With voting in Egypt’s second presidential elections in two years expected to take place on May 26 and 27, EgyptSource will be providing periodic updates on the latest news coming out of the Egyptian elections process. 

Expat voting concludes

As expat voting concluded on Monday, the Presidential Elections Committee (PEC) announced that over 318,033 Egyptian expats voted in the most recent poll exceeding the 301,720 Egyptians who voted during the 2012 presidential run-off between Ahmed Shafik and Mohamed Morsi This came one day after the PEC extended the expat voting period, which began on May 15, twenty-four hours to account for the high voter turnout. The Foreign Ministry called voter turnout unprecedented. Although there is no official number Egyptians living abroad most estimates place the number between 6-8 million.
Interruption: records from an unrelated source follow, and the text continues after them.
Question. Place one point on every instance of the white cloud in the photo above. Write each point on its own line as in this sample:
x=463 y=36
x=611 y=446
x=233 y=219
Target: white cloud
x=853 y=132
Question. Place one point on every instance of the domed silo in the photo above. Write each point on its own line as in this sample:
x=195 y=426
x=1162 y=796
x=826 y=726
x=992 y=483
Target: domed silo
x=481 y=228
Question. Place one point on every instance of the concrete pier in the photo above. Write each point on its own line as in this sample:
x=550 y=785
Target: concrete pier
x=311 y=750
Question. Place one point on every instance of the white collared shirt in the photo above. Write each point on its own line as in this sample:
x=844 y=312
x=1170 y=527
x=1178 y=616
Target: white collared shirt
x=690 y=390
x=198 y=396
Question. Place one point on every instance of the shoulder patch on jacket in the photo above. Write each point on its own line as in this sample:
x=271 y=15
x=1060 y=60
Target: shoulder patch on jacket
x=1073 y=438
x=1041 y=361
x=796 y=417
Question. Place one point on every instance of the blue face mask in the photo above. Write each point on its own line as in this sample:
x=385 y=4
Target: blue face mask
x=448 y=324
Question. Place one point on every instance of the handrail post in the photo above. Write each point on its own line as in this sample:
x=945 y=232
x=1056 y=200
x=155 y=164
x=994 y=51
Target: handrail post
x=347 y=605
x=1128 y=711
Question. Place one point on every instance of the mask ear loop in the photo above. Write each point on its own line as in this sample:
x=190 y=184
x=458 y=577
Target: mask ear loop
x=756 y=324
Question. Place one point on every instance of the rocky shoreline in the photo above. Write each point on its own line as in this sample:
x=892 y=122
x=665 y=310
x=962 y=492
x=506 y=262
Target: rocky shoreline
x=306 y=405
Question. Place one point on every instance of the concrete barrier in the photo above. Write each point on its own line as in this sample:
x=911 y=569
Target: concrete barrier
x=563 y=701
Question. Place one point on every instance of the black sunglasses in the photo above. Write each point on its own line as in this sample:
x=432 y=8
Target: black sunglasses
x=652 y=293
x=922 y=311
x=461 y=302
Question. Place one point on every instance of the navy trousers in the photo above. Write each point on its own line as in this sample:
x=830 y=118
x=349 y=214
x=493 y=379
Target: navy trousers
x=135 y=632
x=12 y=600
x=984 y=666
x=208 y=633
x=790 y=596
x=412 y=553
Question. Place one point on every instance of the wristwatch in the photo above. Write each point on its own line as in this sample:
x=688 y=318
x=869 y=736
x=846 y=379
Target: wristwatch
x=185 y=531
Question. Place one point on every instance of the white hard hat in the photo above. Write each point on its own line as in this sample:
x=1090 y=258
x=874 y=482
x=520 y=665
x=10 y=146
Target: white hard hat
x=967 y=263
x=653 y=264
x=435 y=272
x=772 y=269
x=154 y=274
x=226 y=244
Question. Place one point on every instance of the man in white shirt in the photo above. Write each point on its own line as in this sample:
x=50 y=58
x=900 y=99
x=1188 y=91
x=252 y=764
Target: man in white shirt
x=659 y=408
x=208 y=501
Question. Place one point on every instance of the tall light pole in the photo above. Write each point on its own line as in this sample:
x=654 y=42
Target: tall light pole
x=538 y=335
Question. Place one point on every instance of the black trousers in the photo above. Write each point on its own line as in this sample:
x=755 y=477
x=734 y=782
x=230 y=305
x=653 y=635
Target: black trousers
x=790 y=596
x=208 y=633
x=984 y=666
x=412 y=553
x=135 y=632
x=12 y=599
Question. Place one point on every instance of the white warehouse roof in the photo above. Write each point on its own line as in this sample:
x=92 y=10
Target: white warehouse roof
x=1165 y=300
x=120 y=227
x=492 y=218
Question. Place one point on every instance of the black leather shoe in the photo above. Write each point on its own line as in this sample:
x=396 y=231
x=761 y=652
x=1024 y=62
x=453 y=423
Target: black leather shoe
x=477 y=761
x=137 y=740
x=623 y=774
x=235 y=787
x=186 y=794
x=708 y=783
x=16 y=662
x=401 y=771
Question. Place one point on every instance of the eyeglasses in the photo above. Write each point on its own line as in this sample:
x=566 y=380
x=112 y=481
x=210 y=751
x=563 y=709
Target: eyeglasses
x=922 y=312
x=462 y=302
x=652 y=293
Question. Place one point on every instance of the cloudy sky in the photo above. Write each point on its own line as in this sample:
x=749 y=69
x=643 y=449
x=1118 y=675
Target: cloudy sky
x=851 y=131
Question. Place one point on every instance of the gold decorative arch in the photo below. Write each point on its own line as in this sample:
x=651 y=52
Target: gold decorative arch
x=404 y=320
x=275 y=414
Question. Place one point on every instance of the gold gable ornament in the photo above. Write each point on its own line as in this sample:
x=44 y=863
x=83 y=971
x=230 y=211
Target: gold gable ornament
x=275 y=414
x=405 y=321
After an earlier decision by the PEC easing expat voting regulations, Egyptians voting abroad needed only to provide their passport or national ID in order to vote, rather than register as they did in 2012. Expat voters were, however, not able to mail in their ballots as was the case in the previous presidential elections. The expat voting was conducted by local embassy staff and was not monitored by any outside organization. 

Former Defense Minister and clear front-runner Abdel Fattah al-Sisi made a strong showing in the five days of voting at Egyptian embassies and consulates worldwide. The final unofficial results revealed that Sisi won 94.5 percent of the expat vote compared to Hamdeen Sabbahi’s 5.5 percent. Another 4,198 of the ballots were determined to be invalid. Saudi Arabia witnessed by far the largest turnout, with over 70,000 voting in Riyadh.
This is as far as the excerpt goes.